Introduction

Image Credit: Choonghyun Ryu

Exploratory data analysis is an essential first step towards determining the validity of your data and should be performed throughout the data pipeline. However, EDA is often performed too late or not at all. The R programming language, specifically through the RStudio IDE, is a widely used open source platform for data analysis and data visualization. This is because of the extensive variety of packages available and attentive community devoted to data analysis. Consequently, there are several exploratory data analysis packages, each of which have their own pros and cons.

Here, we utilize the dlookr package to conduct preliminary exploratory data analysis aimed at diagnosing any major issues with an imported data set. dlookr offers a clean and straightforward methodology to uncover issues such as data outliers, missing data, as well as summary statistical reports.
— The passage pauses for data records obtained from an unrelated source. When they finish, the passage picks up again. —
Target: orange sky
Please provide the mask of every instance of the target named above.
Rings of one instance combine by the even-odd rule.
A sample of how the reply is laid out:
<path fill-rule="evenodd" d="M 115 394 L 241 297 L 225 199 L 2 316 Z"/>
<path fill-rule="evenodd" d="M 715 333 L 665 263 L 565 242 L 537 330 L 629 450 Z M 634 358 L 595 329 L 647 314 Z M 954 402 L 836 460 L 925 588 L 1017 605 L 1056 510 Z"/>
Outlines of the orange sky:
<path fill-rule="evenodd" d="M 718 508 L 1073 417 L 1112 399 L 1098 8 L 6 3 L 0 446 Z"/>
What is Exploratory Data Analysis?

Exploratory data analysis is a statistical, approach towards analyzing data sets to investigate and summarize their main characteristics, often through statistical graphics and other data visualization methods.


What are Some Important Data Set Characteristics?

There are several characteristics that are arguably important, but we will only consider those covered in this workshop series. Let’s start with the fundamentals that will help guide us.

Diagnostics

When importing data sets, it is important to consider characteristics about the data columns, rows, and individual cells.


Variables

Name of each variable

Pregnancies Glucose BloodPressure SkinThickness Insulin BMI DiabetesPedigreeFunction Age Outcome Age_group
6 148 72 35 0 33.6 0.627 50 1 Middle
1 85 66 29 0 26.6 0.351 31 0 Middle
8 183 64 0 0 23.3 0.672 32 1 Middle
1 89 66 23 94 28.1 0.167 21 0 Young
0 137 40 35 168 43.1 2.288 33 1 Middle
5 116 74 0 0 25.6 0.201 30 0 Young

Types

Data type of each variable

variables types
Pregnancies integer
Glucose integer
BloodPressure integer
SkinThickness integer
Insulin integer
BMI numeric
DiabetesPedigreeFunction numeric
Age integer
Outcome integer
Age_group factor

Numerical: Continuous

Measurable numbers that are fractional or decimal and cannot be counted (e.g., time, height, weight)

Numerical: Discrete

Countable whole numbers or integers (e.g., number of successes or failures)


Categorical: Nominal

Labeling variables without any order or quantitative value (e.g., hair color, nationality)

Categorical: Ordinal

Where there is a hierarchical order along a scale (e.g., ranks, letter grades, age groups)

Missing Values (NAs)

Cells, rows, or columns without data

  • Missing percent: percentage of missing values * Unique count: number of unique values.

  • Unique rate: rate of unique value - unique count / total number of observations.

Pregnancies Glucose BloodPressure SkinThickness Insulin BMI DiabetesPedigreeFunction Age Outcome Age_group
6 148 72 NA 0 NA 0.627 NA 1 Middle
1 85 66 29 0 NA 0.351 31 0 Middle
8 NA 64 0 0 23.3 0.672 NA 1 Middle
1 89 66 23 NA 28.1 0.167 NA 0 NA
NA 137 NA 35 168 43.1 NA 33 1 NA
5 116 74 0 0 25.6 0.201 30 NA Young

Summary Statistics

Above we described some properties of data. However, you will need to know some descriptive characteristics of your data before you can move forward. Enter, summary statistics.

Summary statistics allow you to summarize large amounts of information about your data as quickly as possible.

Central Tendency

Measuring a central property of your data. Some examples you’ve probably heard of are:

  • Mean: Average value

  • Median: Middle value

  • Mode: Most common value

Notice however, that all values of central tendency can be pretty similar, such as in the top panel. This will become important when we discuss data transformations in Chapter 3.

Statistical Dispersion

Measure of data variability, scatter, or spread. Some examples you may have heard of:

  • Standard deviation (SD): The amount of variation that occurs in a set of values.

  • Interquartile range (IQR): The difference between the 75th and 25th percentiles

  • Outliers: A value outside of \(1.5 * IQR\)

Distribution Shape

Measures of describing the shape of a distribution, usually compared to a normal distribution (bell-curve)

  • Skewness: The symmetry of the distribution

  • Kurtosis: The tailedness of the distribution

Statistical Dependence (Correlation)

Measure of causality between two random variables (statistically). Notably, we approximate causality with correlations (see correlation \(\neq\) causation)

  • Numerical values, but you can compare numericals across categories (see the first plot above).